This fall, the Roberson Project on Slavery, Race, and Reconciliation has hosted a reading group and two panel discussions on the topic of reparations. The reading group is meeting for a series of five sessions.

On Oct. 28, a panel discussion about educational institutions engaging in Black reparations was held with two people who have been in the thick of the movement for reparations in higher education, Ebonee Davis of Virginia Theological Seminary and Miles Aceves-Lewis of Georgetown University.

On Nov. 9, a second panel with Sewanee faculty members Mark Hopwood (philosophy), Matthew Mitchell (history), and Katherine Theyson (economics) will present their interdisciplinary perspectives on reparations for African Americans.

On Nov. 18 and 19, William A. Darity Jr. and Kirsten Mullen, authors of From Here to Equality: Reparations for Black Americans in the Twenty-First Century, will visit the Sewanee campus. The book is considered the most thought-provoking recent case for granting reparations to the descendants of the enslaved.

The debate over granting reparations has intensified over the last decade, with a few universities and seminaries now beginning to institute programs that directly benefit persons with ancestral ties to the enslaved. Yet many people today do not understand the complexities of this debate or realize that demands for slavery reparations date back to the 1700s.

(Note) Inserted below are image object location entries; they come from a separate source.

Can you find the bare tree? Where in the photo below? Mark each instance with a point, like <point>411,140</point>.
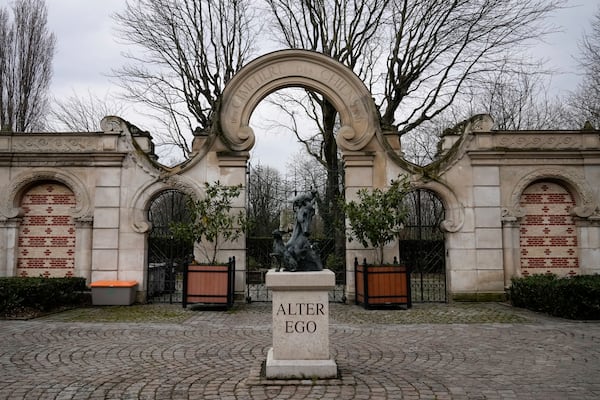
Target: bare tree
<point>348,32</point>
<point>439,47</point>
<point>518,100</point>
<point>415,56</point>
<point>189,50</point>
<point>585,101</point>
<point>266,198</point>
<point>26,53</point>
<point>83,113</point>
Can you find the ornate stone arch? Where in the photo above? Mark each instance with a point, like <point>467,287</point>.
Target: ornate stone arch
<point>299,68</point>
<point>454,210</point>
<point>145,193</point>
<point>572,179</point>
<point>10,198</point>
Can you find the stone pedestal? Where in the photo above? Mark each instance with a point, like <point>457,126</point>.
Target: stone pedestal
<point>300,325</point>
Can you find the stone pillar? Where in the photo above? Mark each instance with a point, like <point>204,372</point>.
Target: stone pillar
<point>9,232</point>
<point>83,248</point>
<point>510,249</point>
<point>300,325</point>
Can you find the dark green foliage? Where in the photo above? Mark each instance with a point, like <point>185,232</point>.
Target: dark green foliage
<point>41,294</point>
<point>577,297</point>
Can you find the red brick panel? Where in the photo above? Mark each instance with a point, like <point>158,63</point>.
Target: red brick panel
<point>46,243</point>
<point>548,238</point>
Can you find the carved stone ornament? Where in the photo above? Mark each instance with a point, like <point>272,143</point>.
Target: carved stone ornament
<point>112,124</point>
<point>454,210</point>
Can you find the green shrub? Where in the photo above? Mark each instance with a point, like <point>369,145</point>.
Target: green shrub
<point>575,297</point>
<point>42,294</point>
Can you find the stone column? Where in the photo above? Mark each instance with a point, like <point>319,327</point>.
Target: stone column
<point>9,232</point>
<point>510,249</point>
<point>83,248</point>
<point>300,325</point>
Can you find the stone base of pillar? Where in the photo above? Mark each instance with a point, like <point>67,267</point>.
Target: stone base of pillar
<point>299,369</point>
<point>300,325</point>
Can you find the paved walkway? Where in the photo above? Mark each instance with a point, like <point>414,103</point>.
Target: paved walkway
<point>381,355</point>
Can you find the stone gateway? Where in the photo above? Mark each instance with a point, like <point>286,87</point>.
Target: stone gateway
<point>515,202</point>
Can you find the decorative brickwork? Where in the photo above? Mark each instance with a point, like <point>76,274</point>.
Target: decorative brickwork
<point>548,237</point>
<point>46,244</point>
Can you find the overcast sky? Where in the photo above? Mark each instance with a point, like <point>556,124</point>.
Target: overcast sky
<point>87,49</point>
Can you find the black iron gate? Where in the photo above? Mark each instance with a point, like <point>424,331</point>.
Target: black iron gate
<point>422,247</point>
<point>166,256</point>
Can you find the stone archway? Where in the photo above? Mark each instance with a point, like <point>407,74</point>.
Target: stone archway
<point>298,68</point>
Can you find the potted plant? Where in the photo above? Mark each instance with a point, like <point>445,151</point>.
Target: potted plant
<point>211,223</point>
<point>375,220</point>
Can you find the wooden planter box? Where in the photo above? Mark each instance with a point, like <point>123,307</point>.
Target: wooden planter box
<point>382,286</point>
<point>113,293</point>
<point>209,284</point>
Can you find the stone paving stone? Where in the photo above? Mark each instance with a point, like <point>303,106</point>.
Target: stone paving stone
<point>457,351</point>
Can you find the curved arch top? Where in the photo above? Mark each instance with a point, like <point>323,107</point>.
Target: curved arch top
<point>9,199</point>
<point>573,180</point>
<point>298,68</point>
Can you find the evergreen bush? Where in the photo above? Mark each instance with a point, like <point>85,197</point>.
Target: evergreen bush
<point>39,294</point>
<point>576,297</point>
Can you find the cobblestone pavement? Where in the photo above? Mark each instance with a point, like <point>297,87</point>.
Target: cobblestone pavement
<point>428,352</point>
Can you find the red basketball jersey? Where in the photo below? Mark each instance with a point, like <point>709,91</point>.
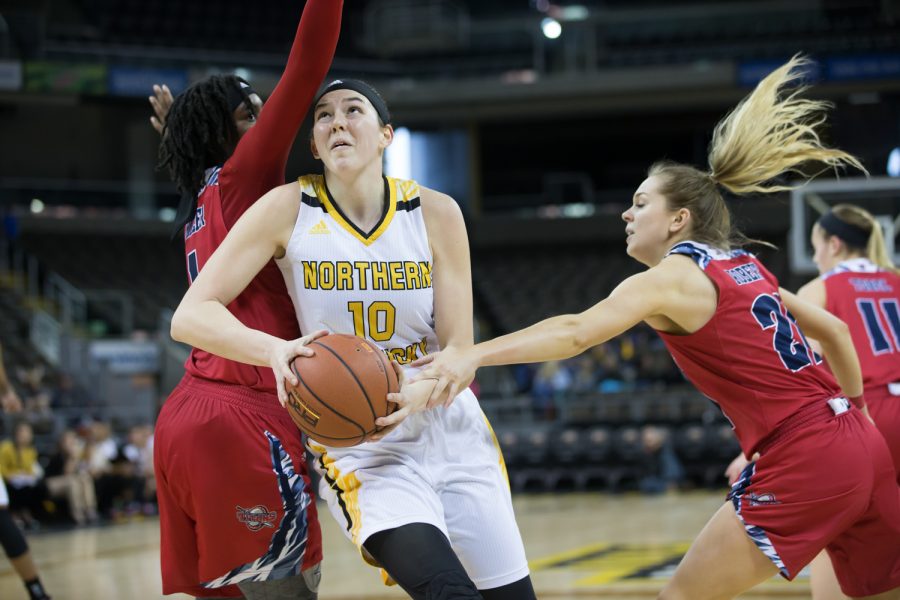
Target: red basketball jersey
<point>867,299</point>
<point>750,358</point>
<point>264,304</point>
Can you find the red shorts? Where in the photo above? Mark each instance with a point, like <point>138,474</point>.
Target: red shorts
<point>884,407</point>
<point>825,481</point>
<point>235,502</point>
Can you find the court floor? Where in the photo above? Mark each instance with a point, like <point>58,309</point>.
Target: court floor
<point>579,545</point>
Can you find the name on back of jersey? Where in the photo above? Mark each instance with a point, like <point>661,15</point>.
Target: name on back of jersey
<point>871,285</point>
<point>366,275</point>
<point>196,225</point>
<point>744,274</point>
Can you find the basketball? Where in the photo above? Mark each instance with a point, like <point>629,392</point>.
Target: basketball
<point>341,390</point>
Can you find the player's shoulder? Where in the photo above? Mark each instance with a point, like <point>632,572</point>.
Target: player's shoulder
<point>438,204</point>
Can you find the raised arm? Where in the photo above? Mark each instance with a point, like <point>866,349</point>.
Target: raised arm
<point>637,298</point>
<point>261,156</point>
<point>834,337</point>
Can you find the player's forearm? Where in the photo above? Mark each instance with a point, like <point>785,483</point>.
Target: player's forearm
<point>838,349</point>
<point>210,326</point>
<point>556,338</point>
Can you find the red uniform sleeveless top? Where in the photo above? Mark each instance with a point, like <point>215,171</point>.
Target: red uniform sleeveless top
<point>256,166</point>
<point>867,299</point>
<point>750,358</point>
<point>264,304</point>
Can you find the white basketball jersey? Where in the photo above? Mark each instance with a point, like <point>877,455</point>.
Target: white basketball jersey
<point>374,284</point>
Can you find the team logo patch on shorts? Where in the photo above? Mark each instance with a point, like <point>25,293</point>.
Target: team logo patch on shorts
<point>762,499</point>
<point>257,517</point>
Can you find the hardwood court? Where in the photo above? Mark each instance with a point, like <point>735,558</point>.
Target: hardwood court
<point>580,546</point>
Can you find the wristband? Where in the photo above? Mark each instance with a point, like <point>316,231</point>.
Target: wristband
<point>858,401</point>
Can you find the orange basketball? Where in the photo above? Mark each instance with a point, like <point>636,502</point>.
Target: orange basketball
<point>341,390</point>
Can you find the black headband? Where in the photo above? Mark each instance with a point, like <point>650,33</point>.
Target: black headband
<point>852,235</point>
<point>237,95</point>
<point>363,88</point>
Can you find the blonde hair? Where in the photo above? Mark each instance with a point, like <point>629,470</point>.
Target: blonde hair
<point>767,134</point>
<point>876,250</point>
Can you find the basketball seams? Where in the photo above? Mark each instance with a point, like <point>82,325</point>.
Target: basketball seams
<point>352,373</point>
<point>329,407</point>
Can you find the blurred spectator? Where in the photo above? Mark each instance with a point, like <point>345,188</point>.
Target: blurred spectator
<point>68,477</point>
<point>36,393</point>
<point>9,400</point>
<point>660,469</point>
<point>69,394</point>
<point>23,475</point>
<point>584,378</point>
<point>611,371</point>
<point>112,473</point>
<point>139,452</point>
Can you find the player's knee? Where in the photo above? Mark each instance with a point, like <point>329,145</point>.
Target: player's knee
<point>11,537</point>
<point>451,585</point>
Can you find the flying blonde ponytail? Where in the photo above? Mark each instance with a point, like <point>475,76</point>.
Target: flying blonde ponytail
<point>770,132</point>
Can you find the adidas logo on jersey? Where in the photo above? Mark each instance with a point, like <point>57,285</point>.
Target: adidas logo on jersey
<point>320,227</point>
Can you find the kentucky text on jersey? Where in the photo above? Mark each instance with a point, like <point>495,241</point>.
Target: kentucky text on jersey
<point>364,275</point>
<point>870,285</point>
<point>196,225</point>
<point>745,274</point>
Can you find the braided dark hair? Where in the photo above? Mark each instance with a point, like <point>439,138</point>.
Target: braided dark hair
<point>199,133</point>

This series of events related to reparations and/or featuring authors Darity and Mullen are sponsored by the Roberson Project in conjunction with the Department of Economics, the campus chapter of the NAACP, the Ayres Multicultural Center, and the Program in Southern Studies. Support is provided by the offices of the Vice Provost for Diversity, Equity, and Inclusion and of the University Chaplain. Additional funding comes from the University Lectures Committee, the School of Theology Lectures Committee, and a Legacies of American Slavery grant to the Roberson Project from the Council of Independent Colleges.